Not only is LinkedIn a master at targeting, distributing, and engaging a diverse audience with cutting-edge and user-generated content on social, but they always close-the-loop to bring attention back to their brand, their network, and the people that make it work—their users.
With more than 90% of B2B organizations on social things can get noisy.
But SnapApp—an interactive content company—is disruptive by nature. The company specializes in creating interactive content like quizzes, calculators, video, polls, and surveys that are ripe for social sharing. As a company that produces a large volume of content, SnapApp launched a year-long marketing campaign “The Reason for the Season” as a way to tie their content together to create buzz and conversation around a very real problem marketers face: finding inspiration for new content.
Creating more human-to-human content, SnapApp kicked-off a new conversation with savvy marketers across the U.S., effectively generating awareness within their target audience through thought leadership about the brand. The best part is SnapApp can walk the talk— they have an engaged social army of employee advocates sharing their content daily, giving their brand an upper hand as thought leaders with a truly human touch.
The key to the best B2B social media is giving each channel the unique attention it deserves.
Claiming 65% of Fortune 500 companies as customers, cloud-based management platform Workiva knows how to engage their audience based on the medium of their message. Using LinkedIn to engage in thought leadership, Twitter to interact and humanize their brand, and YouTube to house engaging and informative video content, Workiva has their bases covered when it comes to personalized channel tactics.

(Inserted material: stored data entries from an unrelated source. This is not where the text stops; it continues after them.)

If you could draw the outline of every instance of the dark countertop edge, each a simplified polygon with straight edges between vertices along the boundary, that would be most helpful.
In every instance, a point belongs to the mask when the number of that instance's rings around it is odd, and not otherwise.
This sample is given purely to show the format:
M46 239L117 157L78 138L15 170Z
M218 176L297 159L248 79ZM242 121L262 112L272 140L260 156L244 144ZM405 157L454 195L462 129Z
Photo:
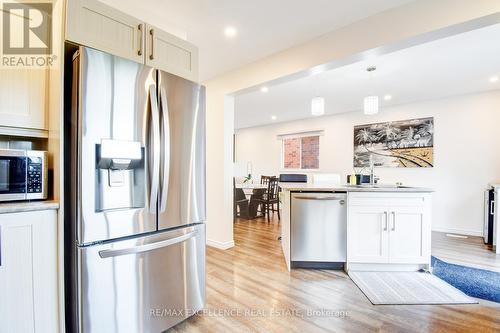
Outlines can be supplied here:
M32 212L48 209L59 209L59 202L54 200L45 200L0 203L0 214Z

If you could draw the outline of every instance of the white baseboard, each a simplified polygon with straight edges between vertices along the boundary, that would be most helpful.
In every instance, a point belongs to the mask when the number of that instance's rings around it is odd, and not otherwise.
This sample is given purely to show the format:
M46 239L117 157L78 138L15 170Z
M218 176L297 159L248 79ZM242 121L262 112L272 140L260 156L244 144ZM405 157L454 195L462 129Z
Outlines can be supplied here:
M467 235L467 236L482 236L483 231L470 230L470 229L455 229L446 227L432 227L432 231L446 232L449 234Z
M207 239L207 245L211 247L215 247L220 250L227 250L234 246L234 240L228 242L219 242L211 239Z

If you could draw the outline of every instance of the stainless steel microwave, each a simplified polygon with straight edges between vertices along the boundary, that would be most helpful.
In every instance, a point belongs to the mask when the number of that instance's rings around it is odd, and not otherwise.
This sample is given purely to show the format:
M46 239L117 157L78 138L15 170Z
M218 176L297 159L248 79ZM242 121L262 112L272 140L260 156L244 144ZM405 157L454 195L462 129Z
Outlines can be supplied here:
M0 201L47 199L47 155L0 149Z

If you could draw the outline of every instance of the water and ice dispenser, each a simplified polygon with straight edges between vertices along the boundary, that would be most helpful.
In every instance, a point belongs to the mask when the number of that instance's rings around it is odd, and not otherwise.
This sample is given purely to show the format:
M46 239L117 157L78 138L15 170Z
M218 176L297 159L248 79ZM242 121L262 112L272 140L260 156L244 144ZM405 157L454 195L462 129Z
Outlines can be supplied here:
M145 205L145 151L138 141L96 144L96 211Z

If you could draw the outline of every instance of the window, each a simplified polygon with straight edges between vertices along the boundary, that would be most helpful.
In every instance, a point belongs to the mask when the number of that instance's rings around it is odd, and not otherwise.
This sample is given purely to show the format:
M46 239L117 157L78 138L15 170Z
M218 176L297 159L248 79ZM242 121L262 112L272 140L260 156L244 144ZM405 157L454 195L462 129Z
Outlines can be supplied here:
M319 133L280 136L283 169L319 169Z

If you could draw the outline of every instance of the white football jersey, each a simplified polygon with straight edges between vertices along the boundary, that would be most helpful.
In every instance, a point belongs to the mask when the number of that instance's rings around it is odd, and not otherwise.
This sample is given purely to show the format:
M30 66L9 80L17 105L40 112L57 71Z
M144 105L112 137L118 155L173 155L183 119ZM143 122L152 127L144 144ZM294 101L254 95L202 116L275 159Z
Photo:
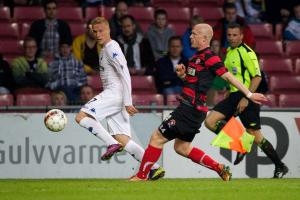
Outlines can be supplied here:
M111 89L116 96L122 96L125 106L132 105L131 79L127 61L115 40L109 41L101 50L99 64L103 89Z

The key takeaway from Workiva is that content is not one-size-fits-all when it comes to sharing on social. What works well on LinkedIn might not do so well on Twitter or Instagram. When planning out your marketing initiatives and the content you will create to support those initiatives, think about how you will distribute your content via social—which channels will you use and how will your content have to adapt from channel to channel?

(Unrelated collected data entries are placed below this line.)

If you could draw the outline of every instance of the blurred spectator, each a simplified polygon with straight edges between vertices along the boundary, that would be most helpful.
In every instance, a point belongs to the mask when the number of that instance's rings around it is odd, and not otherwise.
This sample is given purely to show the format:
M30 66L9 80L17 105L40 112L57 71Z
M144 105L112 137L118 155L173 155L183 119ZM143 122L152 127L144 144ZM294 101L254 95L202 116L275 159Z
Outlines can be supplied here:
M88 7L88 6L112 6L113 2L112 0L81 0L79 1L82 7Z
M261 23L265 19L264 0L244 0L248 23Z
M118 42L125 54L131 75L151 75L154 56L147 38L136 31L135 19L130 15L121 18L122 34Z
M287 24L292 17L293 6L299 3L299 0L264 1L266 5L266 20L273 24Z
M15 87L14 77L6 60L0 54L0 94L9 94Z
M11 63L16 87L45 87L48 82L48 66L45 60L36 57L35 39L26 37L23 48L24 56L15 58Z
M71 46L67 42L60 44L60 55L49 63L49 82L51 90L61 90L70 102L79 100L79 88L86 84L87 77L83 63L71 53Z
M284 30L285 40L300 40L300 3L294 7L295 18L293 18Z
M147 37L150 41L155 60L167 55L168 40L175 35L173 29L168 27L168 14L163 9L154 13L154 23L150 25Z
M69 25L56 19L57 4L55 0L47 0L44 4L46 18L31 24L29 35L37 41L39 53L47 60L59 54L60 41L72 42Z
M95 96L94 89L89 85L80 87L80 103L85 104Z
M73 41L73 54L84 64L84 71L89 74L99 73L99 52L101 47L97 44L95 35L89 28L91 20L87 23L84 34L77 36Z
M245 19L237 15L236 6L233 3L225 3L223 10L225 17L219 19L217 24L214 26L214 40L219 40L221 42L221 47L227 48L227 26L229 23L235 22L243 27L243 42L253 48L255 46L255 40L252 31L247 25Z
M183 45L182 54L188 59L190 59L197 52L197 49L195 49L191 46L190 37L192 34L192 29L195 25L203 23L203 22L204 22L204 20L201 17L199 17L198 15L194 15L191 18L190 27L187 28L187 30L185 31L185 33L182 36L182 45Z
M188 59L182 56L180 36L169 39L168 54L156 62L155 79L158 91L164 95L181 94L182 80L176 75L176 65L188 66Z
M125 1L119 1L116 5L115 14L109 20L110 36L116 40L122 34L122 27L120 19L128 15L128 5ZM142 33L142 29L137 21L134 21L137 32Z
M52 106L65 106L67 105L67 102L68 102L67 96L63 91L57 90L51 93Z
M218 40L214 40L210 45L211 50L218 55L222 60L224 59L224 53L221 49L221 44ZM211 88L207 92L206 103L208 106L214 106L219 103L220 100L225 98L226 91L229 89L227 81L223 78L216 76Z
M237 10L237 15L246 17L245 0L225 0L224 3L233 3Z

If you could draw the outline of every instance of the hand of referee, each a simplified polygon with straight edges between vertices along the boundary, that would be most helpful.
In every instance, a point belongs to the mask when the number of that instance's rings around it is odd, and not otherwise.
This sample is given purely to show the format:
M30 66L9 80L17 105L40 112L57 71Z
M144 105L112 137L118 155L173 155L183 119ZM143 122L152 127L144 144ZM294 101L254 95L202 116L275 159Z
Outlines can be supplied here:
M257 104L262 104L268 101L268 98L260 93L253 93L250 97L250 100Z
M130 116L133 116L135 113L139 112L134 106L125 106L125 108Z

Creating a personalized customer experience starts with segmentation at the social level.
As a company of its size, IBM understands the need to segment their social media channels in order to deliver the right content to the right audience. For mid-market and enterprise companies that support many verticals and products, it’s especially critical to recognize that you can’t speak to your potentially very different audiences through a single channel.
To keep their channels relevant and engaging to the right audiences, IBM created separate profiles to support different initiatives. This tactic enhances the user experience by first giving them a choice to follow a channel specific to their interests and then delivers on that personalized experience by only sharing content relevant to that topic. When buyers are bombarded by irrelevant they are more likely to tune out and perceive your brand as “spammy” instead of as thought leaders.
The key lesson learned from the best B2B social media brands of 2015? Take the time to cultivate a personalized customer experience, using your social channels to spark the first interaction and nurture your fans.